From Data Warehouse Testing to
Data Quality Management
at Helsana Health Insurance

Helsana

When the health insurance company Helsana decided to implement the data quality suite BiG EVAL, the goal was to use a standard product with a long-term maintenance guarantee and flexible opportunities for data warehouse quality assurance. This move completely replaced the well-established in-house development with standardised test cases and quality checks. Thousands of fully automated test cases are now ensuring the quality of Helsana’s data and initiating processes to solve any discovered issues.

Standardizing solutions developed in-house

Before BiG EVAL, Helsana relied on methods developed in-house to check key indicators and dimensions in its Teradata data warehouse. Complicated maintenance and the difficulty of implementing new test cases quickly became a problem.

Helsana evaluated the standard product BiG EVAL and were convinced by its simple and robust system architecture, its intuitive and appealing user interface, and its strong ability to be expanded.

Within a short time, Helsana—with support from the manufacturer and one of BiG EVAL’s partners—had recreated all of its test cases in BiG EVAL and thereby centralized and simplified their administration, performance and documentation.

helsana-testcases

Fig1: Number of test cases run regularly.

From technical testing to automation in industry

At first, BiG EVAL was only used to test the data warehouses for Helsana’s outward-facing business. Since it proved to be very useful, it was soon implemented in internal business areas as well. The implementation was also tested and expanded to further technical and industry processes, resulting in data quality checks and verification of key indicators during a migration project. A project is also in the works to discontinue an Excel-based solution in the accounting department’s internal control system in order to improve the number and quality of existing tests.

Professionalization of Data Quality Culture

Helsana regard their data warehouse as a dispositive system with steering functions for the company. They therefore use a clear strategy for cultivating and professionalizing their data quality management. In addition to establishing processes and creating an awareness of data quality in the minds of their employees, an important factor in this strategy involves the toolset. Only with tools like BiG EVAL are they able to identify quality issues across the board and implement lasting fixes in the affected areas.

BiG EVAL works in the background and checks Helsana’s various quality criteria continuously and fully automatically. If it finds anomalies or instances that do not fit the rules, it turns on the spotlight and shows the data management department where the problems lie. The next step is a technical or industrial analysis to solve the problem or change workflows to prevent similar issues in the future.

Fig2: Processing and Rectifying Test Findings.

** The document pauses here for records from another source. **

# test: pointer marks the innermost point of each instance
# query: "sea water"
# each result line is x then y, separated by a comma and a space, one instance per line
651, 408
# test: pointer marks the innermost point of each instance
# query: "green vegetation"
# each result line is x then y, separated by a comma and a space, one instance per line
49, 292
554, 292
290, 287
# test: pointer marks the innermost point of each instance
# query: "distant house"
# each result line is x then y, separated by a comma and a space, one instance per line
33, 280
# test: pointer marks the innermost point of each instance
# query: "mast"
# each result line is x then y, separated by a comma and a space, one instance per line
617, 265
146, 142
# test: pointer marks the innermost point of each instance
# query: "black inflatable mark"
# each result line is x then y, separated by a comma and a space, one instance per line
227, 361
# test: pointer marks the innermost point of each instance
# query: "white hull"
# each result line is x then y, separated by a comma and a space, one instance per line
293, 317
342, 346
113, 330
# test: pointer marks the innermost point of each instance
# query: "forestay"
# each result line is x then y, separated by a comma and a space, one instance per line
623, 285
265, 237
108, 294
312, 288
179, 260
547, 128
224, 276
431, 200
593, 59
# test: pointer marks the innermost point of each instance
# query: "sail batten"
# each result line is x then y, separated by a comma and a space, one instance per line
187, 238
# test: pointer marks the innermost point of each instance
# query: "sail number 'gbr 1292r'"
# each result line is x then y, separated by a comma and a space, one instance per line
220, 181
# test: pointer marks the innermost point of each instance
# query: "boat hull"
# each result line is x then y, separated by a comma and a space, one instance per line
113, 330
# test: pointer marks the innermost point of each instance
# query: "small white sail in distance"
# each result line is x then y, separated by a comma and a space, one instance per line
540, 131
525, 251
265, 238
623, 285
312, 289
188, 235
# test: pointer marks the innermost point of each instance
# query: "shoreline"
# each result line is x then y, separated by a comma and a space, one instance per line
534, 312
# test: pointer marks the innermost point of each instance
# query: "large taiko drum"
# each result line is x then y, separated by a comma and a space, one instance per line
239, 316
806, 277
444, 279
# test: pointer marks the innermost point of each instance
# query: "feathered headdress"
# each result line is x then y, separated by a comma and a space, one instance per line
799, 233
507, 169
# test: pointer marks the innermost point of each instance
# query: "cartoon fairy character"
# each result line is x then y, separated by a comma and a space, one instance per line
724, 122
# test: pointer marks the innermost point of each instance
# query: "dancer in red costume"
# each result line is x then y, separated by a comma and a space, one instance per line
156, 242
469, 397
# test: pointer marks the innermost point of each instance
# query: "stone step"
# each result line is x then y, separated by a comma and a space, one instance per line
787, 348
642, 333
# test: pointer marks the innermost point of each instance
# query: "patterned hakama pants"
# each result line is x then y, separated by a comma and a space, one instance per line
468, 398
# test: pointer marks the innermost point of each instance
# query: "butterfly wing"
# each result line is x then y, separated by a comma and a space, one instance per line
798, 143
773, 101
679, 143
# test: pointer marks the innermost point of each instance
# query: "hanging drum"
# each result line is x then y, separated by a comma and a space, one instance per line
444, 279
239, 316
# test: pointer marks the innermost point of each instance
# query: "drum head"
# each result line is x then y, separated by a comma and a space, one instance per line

These are the Tests and Quality Checks Helsana is Running

Helsana is running a few very efficient test cases across the board, as shown in Fig. 3. These tests include comparisons between data from source and end systems as well as consistency and technical checks. Complex tests are run on historical data, ensuring data historization without gaps and correct temporal references. Concrete values are additionally checked for plausibility in categorized distribution. Specific test cases and quality checks are run for certain particular scenarios.

helsana-testcases

Technological Details

The data checked by BiG EVAL stems from various different data sources. Adcubum Syrius, an ERP system common among insurance companies, uses Oracle technology to process operative data. Helsana’s data warehouse system is based on a Teradata system to which BiG EVAL has native connectivity. This means that test cases can be defined directly in BiG EVAL through Teradata’s SQL syntax, and test data can be taken from the data warehouse without difficulty. This optimal system performance is essential for complex test case scenarios such as time series checks. Data from CSV and Excel files is also used.

Flexibility through Scripting, Snippets, and Parameter Lists

Helsana made intensive use of BiG EVAL’s functions during implementation. The combination of integrated scripting with code snippets and parameter lists was particularly useful in reaching their goals and allowed for comprehensive testing of company data. The different types of test cases were implemented once and then automatically run on all similar data. With one stroke, thousands of entities were checked against the same criteria.

About Helsana Versicherungen AG

The Helsana Group is a trustworthy health and accident insurance company based in Switzerland, and works to provide for the healthcare of companies and private individuals. Helsana Group is an unlisted public limited company organized as a holding company. Under the holding umbrella, Helsana and Progrés are the operating insurance companies. Helsana employs over 3,000 people across Switzerland and has a leading position in the Swiss insurance market with over six billion Francs in premiums. Helsana protects 1.9 million people from the financial consequences of illness, accidents, pregnancy and elderly care. With a wide selection of basic, supplementary, and accident insurance, Helsana works for the life of every individual.